L'idée selon laquelle les inégalités serviraient d'aiguillon à la croissance n'est toutefois pas confirmée par les recherches historiques. Lesquelles, a contrario, n'indiquent pas non plus que les inégalités pénalisent fortement la croissance. "Malgré d'abondants travaux sur les liens entre l'inégalité et la croissance, les données empiriques ne sont pas concluantes", résument les experts de l'OCDE. On observe des périodes de forte croissance avec une nette réduction des inégalités ou au contraire avec une progression sensible des inégalités (comme durant les Trente Glorieuses, qui furent aussi les Trente Inégalitaires), d'autres sans croissance avec baisse des inégalités (années 30) ou au contraire avec hausse des inégalités (comme aujourd'hui).
Les économistes ont en revanche mis en évidence au cours des dernières années un lien très intéressant : le creusement des inégalités favorise les crises financières dans la mesure où il détériore l'équilibre global épargne-investissement, avec des classes populaires et moyennes qui s'endettent massivement pour faire face à la stagnation de leurs revenus et maintenir leur niveau de vie. Marianne Bertrand et Adair Morse, de l'université de Chicago, sont allés encore plus loin. Ils ont établi qu'avant la crise, aux États-Unis, les régions où les ménages à hauts revenus dépensaient le plus étaient aussi celles où les ménages aux revenus inférieurs dépensaient le plus. Leur explication ? De façon inconsciente, les "pauvres" semblent influencés par le comportement de consommation des "riches" qu'ils côtoient et cherchent à l'imiter.

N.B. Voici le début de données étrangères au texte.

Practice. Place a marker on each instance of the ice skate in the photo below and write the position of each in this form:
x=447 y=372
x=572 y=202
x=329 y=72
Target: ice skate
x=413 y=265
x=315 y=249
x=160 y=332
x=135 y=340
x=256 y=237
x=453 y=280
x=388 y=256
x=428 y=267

Peut-être alors faudrait-il introduire, comme pour l'inflation, la notion d'"inégalité ressentie". Qui, aujourd'hui, se nourrit chaque jour de la publication détaillée, dans les journaux, des rémunérations des patrons du CAC 40, des salaires des footballeurs ou de la liste des plus grosses fortunes du pays. De quoi donner envie de faire la révolution ou de commander une coupe de champagne à la terrasse du café du port.